Pourquoi un géant de cinéma comme Clint Eastwood, aurait-il obligation de ne réaliser que des chefs d'œuvres ? Pourquoi quand son cinéma s'avère « juste », beau et émouvant, celui-ci devient immédiatement « mineur » ?
Hereafter serait donc une œuvre mineure dans l'immense filmographie d'Eastwood. Pourtant, par le traitement de son sujet, par le message qu'il véhicule et par la qualité incroyable de sa mise en scène, cette œuvre mineure écrase à elle seule la plupart des mélodrames qui sont sortis au cinéma depuis ..... ben depuis Sur la Route de Madison justement !

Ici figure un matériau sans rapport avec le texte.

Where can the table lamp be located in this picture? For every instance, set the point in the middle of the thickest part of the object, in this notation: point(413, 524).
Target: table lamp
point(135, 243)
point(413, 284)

Avec comme point de départ, la catastrophe du Tsunami indonésien (filmée d'une manière totalement ahurissante), Clint Eastwood décide de raconter de façon très classique (comme à son habitude) le chemin et le destin de 3 personnages ayant tous, directement ou indirectement, un lien avec la mort et l'au-delà. Il y a d'abord cette richissime et célèbre journaliste de France Télévision qui boit la tasse, meurt puis revient du royaume des morts avec des images de l'au-delà plein la tête. Il y a ensuite Marcus, enfant désœuvré de la banlieue anglaise qui perd son frère jumeau dans un accident tragique. Et puis il y a George, le médium à la retraite qui considère son don comme une malédiction et qui se demande comme on peut bien vivre quand on a de cesse de côtoyer les morts. Chacun à leurs manières, ces personnages réagissent différemment face à la mort. Et c'est précisément dans leurs quêtes respectives qu'Eastwood trouve matière à émouvoir et à proposer une réflexion sincère et profonde sur la mort, le deuil et plus globalement sur les relations humaines. Alors que la journaliste essaie de comprendre et faire partager ce qu'elle a vue de l'au-delà, Marcus n'arrive pas à faire le deuil de son frère et essaie par tous les moyens de rentrer en contact avec lui tandis que George tente d'oublier son don pour retrouver une vie normale faite d'amour et de contacts humains. Par conséquent, Hereafter est moins un film fantastique qu'un drame humain qui questionne autant sur le lacher prise, l'acceptation de la mort et du mystère qui l'entoure que sur la nécessité qu'on les hommes à vivre
ensemble ; tout simplement.
Et pour étayer son propos, Clint fait montre d'une une finesse incroyable. Jamais larmoyant ou mièvre, Clint utilise l'image et sa mise en mise pour faire comprendre au spectateur ce que d'autres auraient lourdement appuyé par des dialogues pompeux.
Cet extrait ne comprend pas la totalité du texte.